Editor's note: After Reuters published its story, a different USDA representative told the publication "there was no data breach related to SolarWinds."
In a statement to Cybersecurity Dive, the USDA said it followed CISA's emergency directive to remove SolarWinds Orion products from its systems in December. "While we continue to look into it, we have no evidence of a data breach of the USDA National Finance Center," the spokesperson said.
Dive Brief:
- Three additional severe bugs related to SolarWinds were uncovered by cybersecurity firm Trustwave on Wednesday. Two vulnerabilities pertained to the Orion platform and one was found in the SolarWinds Serv-U FTP for Windows.
- SolarWinds is aware of the bugs and released patches. Trustwave did not publish its proof of concept to allow time for patching, though it plans on releasing it on Feb. 9. There is currently no evidence to suggest the vulnerabilities were exploited and are unrelated to the recent hack.
- On Tuesday, Reuters reported China-based actors exploited a SolarWinds flaw in 2020, to gain access to federal agencies. The initial Reuters story said the hack breached the National Finance Center (NFC), the federal payroll agency within the U.S. Department of Agriculture, but a subsequent statement said "there was no data breach related to Solar Winds" at the agency.
Dive Insight:
Federal investigators waiting until January to attribute theSolarWinds hack, saying the perpetrators were "likely Russian." The addition of Chinese actors leveraging SolarWinds, in a manner unrelated to the Russian hack, highlights how attractive a target SolarWinds is for adversaries.
SolarWinds is not the only company abused by the foreign actors who targeted SolarWinds. FireEye, Mimecast and Malwarebytes all found evidence of highly sophisticated nation-state activity in their systems. In December, Microsoft estimated 44% of the hack's targets were in the information technology sector. Government agencies accounted for 18% of the targets.
So far security firms have uncovered at least four strains of malware related to the initial SolarWinds hack. The cyber campaign spurred a massive industry wide investigation, leading to further discoveries like Trustwave's.
The CVE-2021-25274 vulnerability in the Orion platform is the most critical, which allows bad actors remote code execution with high privileges, according to Trustwave. In the other Orion vulnerability, CVE-2021-25275, SolarWinds credentials were stored insecurely, which allows any user of any privilege to commandeer the Orion database.
The focus for companies has been on mitigation and patching the early exploits in Orion. The discovery of new flaws could potentially grant bad actors roundabout access, without having to use the original means of entry. "These issues could allow an attacker full remote code execution, access to credentials for recovery, and the ability to read, write to or delete any file on the system," Trustwave said.
In the aftermath of the hack, SolarWinds brought on former Cybersecurity and Infrastructure Security Agency (CISA) director Chris Krebs and Alex Stamos, former Facebook and Yahoo security chief, as independent consultants.
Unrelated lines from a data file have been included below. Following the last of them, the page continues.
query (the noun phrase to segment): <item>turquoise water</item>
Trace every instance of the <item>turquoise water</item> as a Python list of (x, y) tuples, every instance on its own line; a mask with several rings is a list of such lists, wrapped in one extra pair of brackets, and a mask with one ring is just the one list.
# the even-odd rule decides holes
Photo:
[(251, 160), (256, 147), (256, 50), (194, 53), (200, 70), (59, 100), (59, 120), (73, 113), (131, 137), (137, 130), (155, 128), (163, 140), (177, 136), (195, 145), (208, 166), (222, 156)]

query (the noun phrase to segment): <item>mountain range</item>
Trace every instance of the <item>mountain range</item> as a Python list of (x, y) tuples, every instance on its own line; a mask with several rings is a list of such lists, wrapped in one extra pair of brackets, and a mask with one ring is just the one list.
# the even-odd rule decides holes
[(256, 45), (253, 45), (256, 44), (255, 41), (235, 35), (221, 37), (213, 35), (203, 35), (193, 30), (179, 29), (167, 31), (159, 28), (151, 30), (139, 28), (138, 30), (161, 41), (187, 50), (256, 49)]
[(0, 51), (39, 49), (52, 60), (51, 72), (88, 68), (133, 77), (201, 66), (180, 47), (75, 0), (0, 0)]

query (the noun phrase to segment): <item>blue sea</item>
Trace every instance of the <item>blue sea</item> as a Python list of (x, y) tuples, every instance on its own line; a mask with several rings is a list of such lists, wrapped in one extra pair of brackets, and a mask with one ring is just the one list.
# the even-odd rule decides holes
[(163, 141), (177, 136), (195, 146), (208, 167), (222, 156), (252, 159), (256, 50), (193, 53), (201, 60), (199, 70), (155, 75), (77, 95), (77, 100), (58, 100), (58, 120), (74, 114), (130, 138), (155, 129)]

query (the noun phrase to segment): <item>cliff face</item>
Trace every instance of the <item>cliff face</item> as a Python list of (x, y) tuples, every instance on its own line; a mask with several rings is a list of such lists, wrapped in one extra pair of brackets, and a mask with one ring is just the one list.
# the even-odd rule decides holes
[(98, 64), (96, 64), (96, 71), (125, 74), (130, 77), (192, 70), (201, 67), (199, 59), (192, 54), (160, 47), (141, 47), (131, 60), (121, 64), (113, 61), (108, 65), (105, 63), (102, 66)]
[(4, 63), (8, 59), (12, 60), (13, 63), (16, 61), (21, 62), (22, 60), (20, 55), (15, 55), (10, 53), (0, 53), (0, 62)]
Industry experts expect to find additional companies and supply chains leveraged in relation to the SolarWinds. Federal agencies say the hack is likely part of a cyber espionage campaign, which is historically difficult to detect.
Cyber espionage campaigns move "low and slow" to infiltrate highly protected environments. Compared to average breaches which take minutes to execute, espionage breaches take days to avoid detection.